A lovely, lovely story. Neddy Merrill, a resident of a wealthy neighbourhood, works out that he can make the distance from his friend’s house, back to his own house, by swimming from one neighbour’s pool, hopping out, climbing the fence and swimming in the next pool. By doing this all the way, he can effectively swim the distance to his home.
As he goes though a strange shift seems to take place. When he left his friend’s house, it was clearly summer, but a storm comes in, and the air starts getting cold. When he finishes his swim it has become winter, and Neddy is not sure how long ago things happened.
Look, I can’t describe adequately how good this story is. What I can do though, is say that this is available from the New Yorker fiction podcast (available free on itunes.) Anne Enright (herself a short story writer) discusses Cheever with the current New Yorker fiction editor, Deborah Triesman before she reads the story, in its entirety, out aloud. Make sure you listen after the reading as well, as further discussion takes place.

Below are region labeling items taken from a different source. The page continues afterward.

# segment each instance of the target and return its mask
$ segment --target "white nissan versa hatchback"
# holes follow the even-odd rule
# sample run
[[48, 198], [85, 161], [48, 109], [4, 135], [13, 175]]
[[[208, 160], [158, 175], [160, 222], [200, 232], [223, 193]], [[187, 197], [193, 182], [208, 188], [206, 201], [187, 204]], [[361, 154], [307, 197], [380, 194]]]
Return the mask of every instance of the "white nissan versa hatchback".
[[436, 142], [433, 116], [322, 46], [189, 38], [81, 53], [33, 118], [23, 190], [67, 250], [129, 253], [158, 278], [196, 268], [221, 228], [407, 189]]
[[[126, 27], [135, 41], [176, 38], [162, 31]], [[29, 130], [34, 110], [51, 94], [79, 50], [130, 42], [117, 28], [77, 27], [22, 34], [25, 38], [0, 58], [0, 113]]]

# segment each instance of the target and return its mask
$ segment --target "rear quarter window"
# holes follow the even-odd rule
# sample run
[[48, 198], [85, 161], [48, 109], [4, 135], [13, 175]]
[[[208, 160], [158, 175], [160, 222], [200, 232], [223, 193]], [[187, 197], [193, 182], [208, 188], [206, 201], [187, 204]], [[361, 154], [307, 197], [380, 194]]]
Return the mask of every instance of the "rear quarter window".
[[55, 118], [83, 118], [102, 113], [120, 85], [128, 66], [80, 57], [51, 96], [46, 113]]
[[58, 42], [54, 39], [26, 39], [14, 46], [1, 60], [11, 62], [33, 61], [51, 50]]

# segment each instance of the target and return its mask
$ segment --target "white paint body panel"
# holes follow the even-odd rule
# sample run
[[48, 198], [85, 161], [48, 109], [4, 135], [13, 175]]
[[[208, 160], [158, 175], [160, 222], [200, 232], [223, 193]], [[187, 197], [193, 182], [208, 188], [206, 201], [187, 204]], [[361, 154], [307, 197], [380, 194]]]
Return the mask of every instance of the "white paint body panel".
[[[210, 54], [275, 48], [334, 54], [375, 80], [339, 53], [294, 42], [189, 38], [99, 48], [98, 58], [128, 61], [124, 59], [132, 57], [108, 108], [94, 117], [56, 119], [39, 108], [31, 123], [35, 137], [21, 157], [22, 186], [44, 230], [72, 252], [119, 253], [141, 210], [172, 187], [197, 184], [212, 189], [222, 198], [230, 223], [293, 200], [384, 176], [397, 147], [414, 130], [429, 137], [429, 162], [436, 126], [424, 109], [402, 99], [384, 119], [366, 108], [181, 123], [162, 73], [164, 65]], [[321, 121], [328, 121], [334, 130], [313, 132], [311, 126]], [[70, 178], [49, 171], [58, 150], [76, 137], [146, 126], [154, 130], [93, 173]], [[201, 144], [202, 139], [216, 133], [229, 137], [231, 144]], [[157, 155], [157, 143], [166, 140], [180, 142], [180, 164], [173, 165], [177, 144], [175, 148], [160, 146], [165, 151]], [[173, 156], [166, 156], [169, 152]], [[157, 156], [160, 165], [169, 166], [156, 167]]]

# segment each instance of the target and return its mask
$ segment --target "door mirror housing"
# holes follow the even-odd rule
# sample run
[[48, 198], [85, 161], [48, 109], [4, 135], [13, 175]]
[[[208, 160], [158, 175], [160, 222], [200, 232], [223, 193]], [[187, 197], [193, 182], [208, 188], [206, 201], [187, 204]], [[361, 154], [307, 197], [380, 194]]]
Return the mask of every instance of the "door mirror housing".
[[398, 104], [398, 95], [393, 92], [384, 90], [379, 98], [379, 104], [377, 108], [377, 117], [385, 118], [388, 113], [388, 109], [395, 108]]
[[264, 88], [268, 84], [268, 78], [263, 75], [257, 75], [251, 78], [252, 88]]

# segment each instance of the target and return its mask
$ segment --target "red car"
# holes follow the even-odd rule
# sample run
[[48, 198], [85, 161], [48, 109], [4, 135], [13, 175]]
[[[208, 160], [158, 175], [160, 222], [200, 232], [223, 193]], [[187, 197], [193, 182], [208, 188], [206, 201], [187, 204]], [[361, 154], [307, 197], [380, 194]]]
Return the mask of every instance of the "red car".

I think if you look up the story on Wikipedia, as well, there is a link to the full text of the story there.
The Swimmer has been described as being both naturalistic and surreal at the same time. The conversations, Neddy has with any neighbour who happens to be home, present ordinary (though wealthy) people, yet as Neddy carries on, the edges of reality start to blur slightly, he can’t seem to remember that an old friend of his had a major operation, and that he himself, might be in trouble.
I was planning to carry on my Australia bent, but this story sort of slipped in and interrupted it. I can’t stop thinking about it, although I’m not sure what techniques I can take away from it. If the mix of naturalism and surrealism wasn’t perfectly pulled off, it would seem silly, and any editor would reject it offhand.